Do transformers and recurrent neural networks loose plasticity in partially observable reinforcement learning tasks?
Reinforcement Learning project for CMPUT 655: Reinforcement Learning I
conda create --name rl_project python=3.9
conda activate rl_project
conda install pytorch torchvision torchaudio pytorch-cuda=11.8 -c pytorch -c nvidia
conda install jupyter
pip install "popgym[baselines]"
pip install tensorflow_probability==0.20.0
pip install mazelib
conda install matplotlib
cp custom_models/gtrxl.py ~/miniconda3/envs/rl_project/lib/python3.9/site-packages
Run the following in a code cell before the rest of the project:
!pip install "popgym[baselines]"
!git clone https://github.com/john-science/mazelib.git
!pip install -r mazelib/requirements.txt
!pip install mazelib/
In the repository directory, there are three Jupyter notebooks:
-
Random_Agent_of_RL_env: Runs and saves the performance of a Random action agent on 100 seeds for all the required different environments.
-
pop_gym_env_exploration: Looks at some parts of the POPGym environments and prints out some detailed information for our exploration of the parts of the environments.
-
rl_project_experiment_structure: Python notebook defining the structure of the experiments performed. (For final experiments refer to final_experiment directory).

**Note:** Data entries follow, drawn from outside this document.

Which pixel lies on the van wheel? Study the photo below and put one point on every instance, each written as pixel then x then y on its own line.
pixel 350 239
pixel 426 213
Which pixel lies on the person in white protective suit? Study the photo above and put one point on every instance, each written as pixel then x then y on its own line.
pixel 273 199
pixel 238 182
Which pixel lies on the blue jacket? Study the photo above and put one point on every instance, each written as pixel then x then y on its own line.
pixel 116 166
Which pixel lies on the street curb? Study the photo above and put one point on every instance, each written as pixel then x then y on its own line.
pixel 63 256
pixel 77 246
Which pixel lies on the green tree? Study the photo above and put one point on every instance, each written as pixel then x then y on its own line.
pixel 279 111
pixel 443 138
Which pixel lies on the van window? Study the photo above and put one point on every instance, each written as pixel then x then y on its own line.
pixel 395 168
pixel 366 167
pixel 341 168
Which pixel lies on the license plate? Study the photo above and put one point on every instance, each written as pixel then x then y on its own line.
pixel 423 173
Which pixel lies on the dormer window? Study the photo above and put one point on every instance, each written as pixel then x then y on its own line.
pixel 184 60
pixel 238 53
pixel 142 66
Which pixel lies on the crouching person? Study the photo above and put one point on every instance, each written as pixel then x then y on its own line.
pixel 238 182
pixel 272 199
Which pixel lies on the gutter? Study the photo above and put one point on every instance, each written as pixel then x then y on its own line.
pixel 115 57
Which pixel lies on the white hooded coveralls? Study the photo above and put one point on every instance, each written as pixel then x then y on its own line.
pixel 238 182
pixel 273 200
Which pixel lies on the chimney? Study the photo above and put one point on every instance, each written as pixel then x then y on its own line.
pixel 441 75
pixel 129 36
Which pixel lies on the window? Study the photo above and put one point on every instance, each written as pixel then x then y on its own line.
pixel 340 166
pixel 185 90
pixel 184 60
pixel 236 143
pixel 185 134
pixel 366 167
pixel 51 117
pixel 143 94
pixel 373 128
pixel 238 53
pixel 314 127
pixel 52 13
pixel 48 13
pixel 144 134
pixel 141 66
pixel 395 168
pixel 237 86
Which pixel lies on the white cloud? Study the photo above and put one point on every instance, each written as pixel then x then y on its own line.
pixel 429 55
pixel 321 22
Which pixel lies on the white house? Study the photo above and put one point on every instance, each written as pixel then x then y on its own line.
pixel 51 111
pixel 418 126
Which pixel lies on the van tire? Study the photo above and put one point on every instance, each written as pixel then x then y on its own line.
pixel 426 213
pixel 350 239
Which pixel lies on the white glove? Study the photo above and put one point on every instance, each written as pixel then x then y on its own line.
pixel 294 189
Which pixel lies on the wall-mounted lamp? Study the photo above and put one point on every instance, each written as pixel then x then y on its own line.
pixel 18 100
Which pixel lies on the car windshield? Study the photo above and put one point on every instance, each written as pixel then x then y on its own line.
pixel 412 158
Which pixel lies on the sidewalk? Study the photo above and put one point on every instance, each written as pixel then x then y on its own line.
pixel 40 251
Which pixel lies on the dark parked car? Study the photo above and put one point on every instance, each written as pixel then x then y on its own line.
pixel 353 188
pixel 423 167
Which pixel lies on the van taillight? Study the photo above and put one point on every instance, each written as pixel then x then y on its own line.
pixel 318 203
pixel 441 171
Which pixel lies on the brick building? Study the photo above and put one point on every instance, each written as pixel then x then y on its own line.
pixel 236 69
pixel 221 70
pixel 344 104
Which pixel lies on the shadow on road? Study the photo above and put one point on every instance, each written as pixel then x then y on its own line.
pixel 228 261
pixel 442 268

Also, there are three directories:
-
custom_models: Contains a modified GTRXL model code which we use in some initial experiments.
-
final_experiment: Contains the final results of the GRU and FART(fast autoregressive transformers) based agent along with all our graphs and plots.
-
initial_experiment: Contains results of all the several different models run during our initial testing
For each of the models in the final and initial experiments directories, we have an experiment.py script for model training and utility scripts for creating graphs.